With a pair of spinpoint F3's in RAID 0, the transfer rate is around 215MB/s write, 239MB/s read, naturally transfers less than 400MB tend to happen virtually instantly thanks to the controller's cache. The rates are exceptional even with standard disks, and you realize how much the motherboard bottlenecks the system.
The packaging is fairly basic, with pictures and brief descriptions on the box. The card is contained in a plastic tray similar to high end sound cards and certain motherboards. The accessories included are half height PCI plate, mini SAS to 4 x SATA cables and driver disks. The software included is a manual (PDF only), a set of drivers (with more up to date ones online) and the management software for a variety of operating systems to monitor drives across LAN or from the PC within windows. The software shows smart errors, array configurations and statuses etc.

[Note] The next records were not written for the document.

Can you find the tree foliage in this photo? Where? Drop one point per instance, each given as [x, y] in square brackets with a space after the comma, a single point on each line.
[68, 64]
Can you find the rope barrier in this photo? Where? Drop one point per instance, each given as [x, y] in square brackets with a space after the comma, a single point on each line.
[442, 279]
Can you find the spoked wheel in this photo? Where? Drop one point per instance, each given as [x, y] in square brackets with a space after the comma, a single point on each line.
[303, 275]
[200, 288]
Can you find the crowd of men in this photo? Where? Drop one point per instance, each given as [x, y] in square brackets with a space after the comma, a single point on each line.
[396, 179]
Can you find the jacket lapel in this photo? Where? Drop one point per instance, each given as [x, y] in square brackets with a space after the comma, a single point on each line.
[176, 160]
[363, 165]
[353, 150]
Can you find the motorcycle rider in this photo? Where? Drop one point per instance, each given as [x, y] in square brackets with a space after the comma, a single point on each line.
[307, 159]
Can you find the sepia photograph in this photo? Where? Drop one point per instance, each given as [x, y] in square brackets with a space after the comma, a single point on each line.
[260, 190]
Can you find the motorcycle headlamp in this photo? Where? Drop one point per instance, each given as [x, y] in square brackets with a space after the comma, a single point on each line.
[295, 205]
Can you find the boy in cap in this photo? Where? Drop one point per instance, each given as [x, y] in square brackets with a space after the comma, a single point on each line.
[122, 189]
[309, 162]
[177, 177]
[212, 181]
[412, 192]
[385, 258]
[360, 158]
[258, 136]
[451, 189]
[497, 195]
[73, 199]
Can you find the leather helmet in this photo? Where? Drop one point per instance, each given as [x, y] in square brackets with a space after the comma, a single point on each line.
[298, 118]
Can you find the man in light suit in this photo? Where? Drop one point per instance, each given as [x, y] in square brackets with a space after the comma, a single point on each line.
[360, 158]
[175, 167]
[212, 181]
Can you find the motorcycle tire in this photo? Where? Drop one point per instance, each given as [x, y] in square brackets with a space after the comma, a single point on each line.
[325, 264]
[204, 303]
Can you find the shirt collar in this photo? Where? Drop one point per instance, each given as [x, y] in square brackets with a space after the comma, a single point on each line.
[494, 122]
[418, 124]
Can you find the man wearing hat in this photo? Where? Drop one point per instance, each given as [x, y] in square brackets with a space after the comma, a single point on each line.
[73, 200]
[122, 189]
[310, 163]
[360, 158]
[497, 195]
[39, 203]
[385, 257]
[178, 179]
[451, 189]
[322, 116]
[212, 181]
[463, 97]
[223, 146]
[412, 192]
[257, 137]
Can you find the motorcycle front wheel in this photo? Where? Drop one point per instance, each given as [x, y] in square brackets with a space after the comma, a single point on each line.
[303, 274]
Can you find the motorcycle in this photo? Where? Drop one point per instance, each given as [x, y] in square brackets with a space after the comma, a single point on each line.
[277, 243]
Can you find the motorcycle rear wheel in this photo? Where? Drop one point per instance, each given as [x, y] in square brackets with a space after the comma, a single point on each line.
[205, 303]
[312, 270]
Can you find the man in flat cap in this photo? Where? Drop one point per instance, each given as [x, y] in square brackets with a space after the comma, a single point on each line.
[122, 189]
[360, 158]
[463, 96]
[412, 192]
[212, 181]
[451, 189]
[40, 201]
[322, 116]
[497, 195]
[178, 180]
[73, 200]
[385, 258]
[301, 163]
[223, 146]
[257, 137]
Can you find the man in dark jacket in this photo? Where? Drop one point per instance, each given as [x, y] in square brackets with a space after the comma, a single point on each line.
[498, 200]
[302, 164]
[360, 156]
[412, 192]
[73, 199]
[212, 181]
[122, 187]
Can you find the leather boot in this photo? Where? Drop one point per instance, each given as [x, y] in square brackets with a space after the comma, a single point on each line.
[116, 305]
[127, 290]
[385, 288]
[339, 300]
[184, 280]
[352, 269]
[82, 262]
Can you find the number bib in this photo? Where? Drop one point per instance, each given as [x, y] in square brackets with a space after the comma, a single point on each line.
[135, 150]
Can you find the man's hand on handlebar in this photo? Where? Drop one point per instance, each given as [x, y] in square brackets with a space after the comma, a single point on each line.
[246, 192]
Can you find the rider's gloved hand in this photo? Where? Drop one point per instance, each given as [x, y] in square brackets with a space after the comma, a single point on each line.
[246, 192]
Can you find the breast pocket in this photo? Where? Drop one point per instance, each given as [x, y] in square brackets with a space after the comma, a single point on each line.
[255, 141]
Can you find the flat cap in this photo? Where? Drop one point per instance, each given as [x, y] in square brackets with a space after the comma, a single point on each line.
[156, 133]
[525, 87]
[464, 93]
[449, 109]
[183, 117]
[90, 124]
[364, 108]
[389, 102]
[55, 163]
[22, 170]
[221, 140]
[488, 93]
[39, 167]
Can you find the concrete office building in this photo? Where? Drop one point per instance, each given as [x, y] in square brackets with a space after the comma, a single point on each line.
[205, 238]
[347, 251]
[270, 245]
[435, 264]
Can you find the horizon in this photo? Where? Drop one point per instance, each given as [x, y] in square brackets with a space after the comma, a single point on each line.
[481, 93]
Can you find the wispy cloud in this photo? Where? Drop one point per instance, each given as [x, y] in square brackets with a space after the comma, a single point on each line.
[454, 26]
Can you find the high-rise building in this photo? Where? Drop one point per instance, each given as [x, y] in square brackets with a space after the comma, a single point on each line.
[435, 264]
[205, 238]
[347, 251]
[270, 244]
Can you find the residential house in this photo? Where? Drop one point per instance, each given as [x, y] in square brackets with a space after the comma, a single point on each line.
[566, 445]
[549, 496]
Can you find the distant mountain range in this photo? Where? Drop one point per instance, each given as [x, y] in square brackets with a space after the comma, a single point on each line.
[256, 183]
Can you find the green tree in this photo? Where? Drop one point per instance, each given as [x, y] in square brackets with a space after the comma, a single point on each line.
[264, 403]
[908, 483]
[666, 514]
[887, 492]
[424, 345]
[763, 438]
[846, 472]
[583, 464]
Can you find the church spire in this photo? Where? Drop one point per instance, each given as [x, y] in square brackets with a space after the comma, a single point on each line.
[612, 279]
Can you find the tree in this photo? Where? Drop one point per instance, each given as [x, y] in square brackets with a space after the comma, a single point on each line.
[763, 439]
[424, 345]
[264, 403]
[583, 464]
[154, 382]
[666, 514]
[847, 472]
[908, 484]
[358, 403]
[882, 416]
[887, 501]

Now for some negatives: RAID 5 creation takes quite a while, which is to be expected. In addition the controller cannot be operated passively unless you happen to live in an igloo. Trapped between a pair of 280GTX GPUs and a Killer M1 NIC, the poor thing overheats in seconds unless a fan is directed at it. I run a 120mm fan with airflow over the heatsink and that keeps the temperature way down. The boot time is also a pain, because with SSDs I could hit the power button and be online in just under a minute without the controller initiation.
On the other hand, I can hot swap drives, have online hot spares and make the most out of RAID 0 SSDs, which give 450MB/s read speeds. I look at the negatives (price, heat, boot time) then look at the read/write speeds and know that I can wholeheartedly recommend the controller. I cannot say that is the same as go out and buy it though.
If you have a decent PC and want to make the most of your SSDs, need to keep all your hard disks in a decent array or happen to have a server, I definitely say you should buy this card. On the other hand, the money would go an awful long way to a new P55 and i7 combo.
Samsung PB22-J 128GB SSDs:
Now a number of people (two) have told me that the Samsungs are awful. I assume that they have not googled them or used them. These chips are the same as go into the corsair performance series and until recently were OEM only. They are suspiciously cheap (£249 each) so I decided to spring for them.
The packaging is "basic". In fact it was just an anti static bag and a bit of bubble wrap. Still if they can keep the price down I really don't care. The drives are cased in brushed aluminium, which looks nice, and keeps the drives laughably light. As you may have guessed, I run them in RAID 0. The 128MB cache keeps things snappy, while the MLC flash keeps the costs relatively (for an SSD) low. They are 2.5" drives, as is to be expected.
The read rate is around 450MB/s according to HD Tach, much lower according to crystal disk mark (although this is lower than the write so I'm a little sceptical). The access time is 0.2ms and windows often posting 400MB/s file transfers, I'm inclined to trust HD tach. A similar fault occurs with much slower traditional F3's in RAID:
Overall the snappiness of the drives is one of the biggest improvements I've seen since upgrading from single core to quad core. If you have the money, buy SSDs, they are some of the biggest changes to performance I have seen in ages.
Another thing to look at is the application of the SSDs. They speed everything up, boot time, opening up apps, game loading. This is something that you probably use more often than a graphics chip. Granted a fast processor is equally ubiquitous but I would be inclined to get an new SSD over a new GPU particularly if you are running at nearly cutting edge graphics.
So to sum up the SSDs: Great read/write performance, amazing latency and boot times. On the negative, the packaging is rubbish, the write isn't as high as advertised and they are pretty expensive.
I recommend these they are a good deal cheaper than similar performing drives and performance is nothing short of exceptional.